RITENUTO IN FATTO
1. Con sentenza del 16 dicembre 2022 la Corte di appello di Ancona ha confermato la pronuncia emessa dal Tribunale di Urbino il 20 ottobre 2020, con cui La.Ni. è stato condannato alla pena ritenuta di giustizia per il reato di cui all'art. 570 cod. pen., commesso ai danni dei figli.
2. Avverso la sentenza di appello ha proposto ricorso per cassazione il difensore dell'imputato, che ha dedotto l'inosservanza o l'erronea applicazione della legge, per avere la Corte territoriale trascurato che l'imputato difettava di capacità economica e, quindi, versava in una persistente, oggettiva ed incolpevole indisponibilità di introiti; peraltro, non era sussistente l'elemento soggettivo del reato contestato.
CONSIDERATO IN DIRITTO
1. Il ricorso è inammissibile.
2. Il ricorrente ha reiterato censure già sollevate con l'atto di appello e adeguatamente disattese dalla Corte territoriale, che ha affermato che l'imputato aveva i mezzi economici necessari per adempiere agli obblighi inerenti alla propria qualità di genitore.
La menzionata Corte, dopo avere ricordato che l'imputato aveva ricevuto la somma di euro 220.000,00 a titolo di risarcimento del danno tra il 2006 e il 2017, ha condiviso la valutazione del Giudice di primo grado, secondo cui l'imputato, vuoi per imprudenza, vuoi per precise scelte di vita, non solo non aveva preservato un capitale di non modesta entità ma non l'aveva nemmeno impiegato, nell'immediatezza della sua riscossione, in favore di tutti i suoi figli.
Quanto al dolo, la Corte di appello ha rimarcato che "nella condotta dell'imputato erano riconoscibili il margine di scelta volontaria e la suitas della condotta (con conseguente esclusione della forza maggiore, che, invece, postula un fatto imponderabile, esulante del tutto dalla condotta dell'agente) nel momento in cui l'inadempimento, penalmente sanzionato, maturava inesorabilmente mese per mese, pur avendo l'imputato avuto a disposizione una somma di ben 220.000 euro".
3. Siffatte argomentazioni sfuggono a ogni rilievo censorio, essendo logiche e in linea con quanto già affermato da questa Corte (Sez. 6 n. 53173 del 22/05/2018, R., Rv. 274613 01; Sez. 6, n. 41697 del 15/09/2016, B., Rv. 268301 - 01), secondo cui, in tema di violazione degli obblighi di assistenza familiare, l'impossibilità di far fronte agli adempimenti, sanzionati dall'art. 570 cod. pen., deve essere assoluta e deve altresì integrare una situazione di persistente, oggettiva ed incolpevole indisponibilità di introiti.

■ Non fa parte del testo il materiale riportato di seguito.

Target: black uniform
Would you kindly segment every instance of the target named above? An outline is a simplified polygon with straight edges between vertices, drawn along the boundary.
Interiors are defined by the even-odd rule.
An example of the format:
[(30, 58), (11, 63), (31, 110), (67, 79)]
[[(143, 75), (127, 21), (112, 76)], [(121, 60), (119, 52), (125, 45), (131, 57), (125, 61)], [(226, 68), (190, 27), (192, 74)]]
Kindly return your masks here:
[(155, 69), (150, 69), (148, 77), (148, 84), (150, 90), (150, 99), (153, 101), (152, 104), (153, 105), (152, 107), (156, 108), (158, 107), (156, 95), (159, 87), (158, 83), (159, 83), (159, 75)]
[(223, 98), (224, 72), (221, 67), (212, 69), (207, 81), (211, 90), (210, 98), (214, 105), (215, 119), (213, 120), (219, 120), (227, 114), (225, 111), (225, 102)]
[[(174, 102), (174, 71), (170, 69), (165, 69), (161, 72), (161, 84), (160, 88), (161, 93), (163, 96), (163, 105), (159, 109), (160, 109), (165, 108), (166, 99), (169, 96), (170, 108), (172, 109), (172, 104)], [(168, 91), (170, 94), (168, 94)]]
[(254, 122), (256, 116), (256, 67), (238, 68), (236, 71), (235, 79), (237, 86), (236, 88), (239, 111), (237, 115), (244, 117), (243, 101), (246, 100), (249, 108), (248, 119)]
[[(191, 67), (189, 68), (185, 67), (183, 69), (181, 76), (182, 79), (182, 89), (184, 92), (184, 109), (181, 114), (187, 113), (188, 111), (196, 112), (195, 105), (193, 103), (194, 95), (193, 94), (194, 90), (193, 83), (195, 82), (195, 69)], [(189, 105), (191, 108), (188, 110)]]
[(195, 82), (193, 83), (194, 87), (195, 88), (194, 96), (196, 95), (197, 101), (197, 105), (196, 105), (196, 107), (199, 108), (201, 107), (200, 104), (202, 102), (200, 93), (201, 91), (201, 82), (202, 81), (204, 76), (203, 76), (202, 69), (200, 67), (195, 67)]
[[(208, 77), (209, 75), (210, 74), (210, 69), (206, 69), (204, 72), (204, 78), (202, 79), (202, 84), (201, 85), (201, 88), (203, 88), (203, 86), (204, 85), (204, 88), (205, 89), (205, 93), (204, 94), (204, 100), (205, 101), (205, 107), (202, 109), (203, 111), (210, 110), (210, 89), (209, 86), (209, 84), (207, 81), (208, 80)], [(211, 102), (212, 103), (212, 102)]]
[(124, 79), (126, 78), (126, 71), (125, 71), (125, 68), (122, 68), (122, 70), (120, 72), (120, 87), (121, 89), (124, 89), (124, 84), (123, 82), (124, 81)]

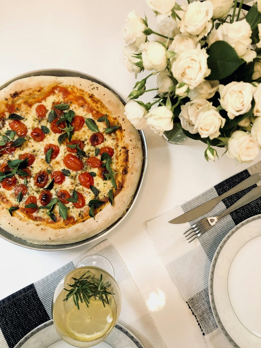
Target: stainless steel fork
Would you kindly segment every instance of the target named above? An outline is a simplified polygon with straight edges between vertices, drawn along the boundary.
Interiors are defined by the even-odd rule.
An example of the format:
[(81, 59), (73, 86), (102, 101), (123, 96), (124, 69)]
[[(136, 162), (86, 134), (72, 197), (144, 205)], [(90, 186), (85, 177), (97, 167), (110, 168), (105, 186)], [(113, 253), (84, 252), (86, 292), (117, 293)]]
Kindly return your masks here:
[(185, 232), (184, 232), (185, 237), (187, 238), (187, 240), (190, 240), (189, 242), (189, 243), (190, 243), (196, 238), (198, 238), (204, 235), (211, 227), (215, 225), (220, 219), (239, 208), (250, 203), (260, 196), (261, 196), (261, 186), (255, 187), (219, 215), (216, 216), (205, 217), (198, 221), (194, 225), (192, 225)]

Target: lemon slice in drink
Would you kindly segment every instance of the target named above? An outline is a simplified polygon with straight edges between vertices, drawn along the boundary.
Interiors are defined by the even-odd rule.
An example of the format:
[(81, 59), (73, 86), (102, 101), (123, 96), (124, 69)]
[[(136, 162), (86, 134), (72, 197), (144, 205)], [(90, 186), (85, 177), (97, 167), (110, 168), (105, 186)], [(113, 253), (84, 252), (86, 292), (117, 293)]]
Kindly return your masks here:
[(85, 303), (79, 303), (80, 309), (74, 306), (66, 316), (68, 333), (77, 341), (88, 342), (104, 335), (112, 326), (112, 312), (109, 304), (104, 308), (102, 301), (90, 300), (89, 308)]

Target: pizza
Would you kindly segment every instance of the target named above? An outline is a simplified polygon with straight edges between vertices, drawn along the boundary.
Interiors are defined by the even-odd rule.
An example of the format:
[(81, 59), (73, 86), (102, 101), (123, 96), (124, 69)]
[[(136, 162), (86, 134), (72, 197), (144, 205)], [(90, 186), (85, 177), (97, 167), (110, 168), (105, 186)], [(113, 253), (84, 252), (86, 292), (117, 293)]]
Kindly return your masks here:
[(0, 227), (37, 244), (110, 226), (141, 175), (140, 134), (124, 105), (79, 77), (21, 79), (0, 91)]

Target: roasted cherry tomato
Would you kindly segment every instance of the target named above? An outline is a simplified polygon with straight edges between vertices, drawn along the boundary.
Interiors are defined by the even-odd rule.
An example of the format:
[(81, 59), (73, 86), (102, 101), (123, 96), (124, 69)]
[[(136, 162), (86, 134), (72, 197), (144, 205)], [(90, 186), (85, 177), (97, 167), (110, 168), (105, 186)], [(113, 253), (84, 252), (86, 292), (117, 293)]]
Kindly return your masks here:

Si è precisato che è onere dell'imputato allegare gli elementi dai quali possa desumersi la sua impossibilità di adempiere all'obbligazione, senza che valga a tal fine la dimostrazione di una mera flessione degli introiti economici o la generica allegazione di difficoltà.
4. Alla stregua dei principi richiamati deve rilevarsi che la pronuncia impugnata ha valutato in maniera puntuale e approfondita la sussistenza degli elementi integrativi del reato di cui all'art. 570 cod. pen. mentre l'imputato non ha neppure dedotto circostanze atte a comprovare che le difficoltà economiche fossero tali da non consentire l'adempimento dei propri obblighi di assistenza familiare.
5. In definitiva, il ricorso è inammissibile e ciò comporta, ai sensi dell'art. 616 cod. proc. pen., la condanna del ricorrente al pagamento delle spese processuali, nonché - non sussistendo ragioni di esonero (Corte cost., 13 giugno 2000 n. 186) - al versamento della sanzione pecuniaria, equitativamente determinata in euro 3.000,00, in favore della Cassa delle ammende.
P.Q.M.
dichiara inammissibile il ricorso e condanna il ricorrente al pagamento delle spese processuali e della somma di euro tremila in favore della Cassa delle ammende.
Così deciso in Roma, udienza del 29 settembre 2023.
Depositato in Cancelleria il 5 gennaio 2024.